Review 1356: The Ides of April

Cover for The Ides of AprilFor a long time, I followed Lindsey Davis’s Marcus Didius Falco mystery series set in Ancient Rome. Davis knows her period, and the books are amusing, but after a while I got tired of them. A few friends have recommended her newer Flavia Alba series, so when I found the first one at the library, I decided to try it.

Flavia Alba is the daughter of Marcus Didius Falco and Helena Justina, who adopted her as an abandoned and wild fifteen-year-old in Britain on one of their cases. Hence, I was vaguely aware of her in some of the Falco books. At the beginning of The Ides of April, she is a young widow who has become an enforcer in her adoptive father’s footsteps.

As a female enforcer, she doesn’t get the best cases. She is trying to get her client, Salvidia, off the hook in a lawsuit against her company for running down a young boy. The aedile, Manlius Faustus, has advertised for witnesses to the accident, so she goes to his office to find out if anyone has left a statement. At the office, she encounters two key characters, Tiberius, who works for the aedile, and Andronicus, an archivist, with whom she begins a flirtation.
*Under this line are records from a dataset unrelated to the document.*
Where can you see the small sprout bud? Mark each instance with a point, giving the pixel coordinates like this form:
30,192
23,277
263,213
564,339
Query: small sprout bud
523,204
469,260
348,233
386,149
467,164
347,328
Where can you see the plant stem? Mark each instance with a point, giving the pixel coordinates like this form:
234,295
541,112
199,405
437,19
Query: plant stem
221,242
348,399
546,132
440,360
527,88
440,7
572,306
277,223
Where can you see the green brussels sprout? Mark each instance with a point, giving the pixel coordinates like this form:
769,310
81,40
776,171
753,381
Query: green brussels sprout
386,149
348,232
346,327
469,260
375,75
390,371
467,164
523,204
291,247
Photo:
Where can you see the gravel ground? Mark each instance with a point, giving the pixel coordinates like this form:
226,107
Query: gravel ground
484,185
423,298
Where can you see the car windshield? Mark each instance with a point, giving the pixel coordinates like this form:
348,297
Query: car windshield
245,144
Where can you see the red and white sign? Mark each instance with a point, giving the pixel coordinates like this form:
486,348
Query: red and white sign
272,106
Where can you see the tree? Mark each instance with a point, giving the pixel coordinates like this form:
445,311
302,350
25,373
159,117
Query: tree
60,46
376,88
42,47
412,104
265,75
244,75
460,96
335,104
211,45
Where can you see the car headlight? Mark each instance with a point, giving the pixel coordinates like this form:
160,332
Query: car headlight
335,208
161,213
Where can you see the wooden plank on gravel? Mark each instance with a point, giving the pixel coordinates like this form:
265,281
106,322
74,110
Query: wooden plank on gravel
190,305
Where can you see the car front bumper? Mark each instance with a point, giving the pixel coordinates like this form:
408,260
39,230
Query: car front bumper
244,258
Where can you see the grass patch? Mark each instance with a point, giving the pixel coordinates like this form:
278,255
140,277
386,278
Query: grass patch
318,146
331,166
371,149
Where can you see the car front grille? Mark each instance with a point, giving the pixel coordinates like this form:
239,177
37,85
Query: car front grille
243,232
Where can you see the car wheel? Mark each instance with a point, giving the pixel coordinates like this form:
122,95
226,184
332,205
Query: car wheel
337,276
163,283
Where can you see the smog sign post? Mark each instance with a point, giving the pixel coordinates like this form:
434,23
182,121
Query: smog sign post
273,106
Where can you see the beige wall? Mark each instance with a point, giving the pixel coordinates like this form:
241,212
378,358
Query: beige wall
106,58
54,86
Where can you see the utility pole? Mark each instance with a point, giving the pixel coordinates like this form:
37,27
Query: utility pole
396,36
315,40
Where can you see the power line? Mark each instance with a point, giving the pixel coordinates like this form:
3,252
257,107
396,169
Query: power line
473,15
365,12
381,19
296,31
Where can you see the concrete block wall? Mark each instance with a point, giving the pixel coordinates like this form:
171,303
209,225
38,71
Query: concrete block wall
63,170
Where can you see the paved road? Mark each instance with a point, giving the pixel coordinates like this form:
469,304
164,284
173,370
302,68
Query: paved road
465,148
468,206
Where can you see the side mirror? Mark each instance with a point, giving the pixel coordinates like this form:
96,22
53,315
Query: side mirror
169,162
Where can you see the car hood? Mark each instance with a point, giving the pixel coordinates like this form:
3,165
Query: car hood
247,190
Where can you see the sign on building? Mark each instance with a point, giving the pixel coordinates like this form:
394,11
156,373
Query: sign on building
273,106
Flavia Alba’s case very soon becomes more sinister as she learns that her client, Salvidia, is dead of no apparent cause. A visit to the undertaker leads her to understand that a lot of healthy people are dying for no apparent reason. She begins investigating these deaths despite being warned off by the aedile’s office, but soon she is working with them in the person of Tiberius.

Unfortunately, although I enjoyed this book in some ways, there was nothing new here. Flavia Alba’s jaunty, flippant first person sounds exactly like Falco’s. Davis avoids too much repetition by hardly mentioning Flavia Alba’s parents, even when she goes to visit them, but by then I would have been happy to meet them again.

As to the mystery, there is one character with a hidden identity that was obvious to me, and I was onto the murderer fairly quickly, at least mistrusting this character almost immediately. The story arc is very similar to Davis’s first book, Silver Pigs, in that the main character encounters someone who may be a future love interest.

So, for me anyway, been there, done that.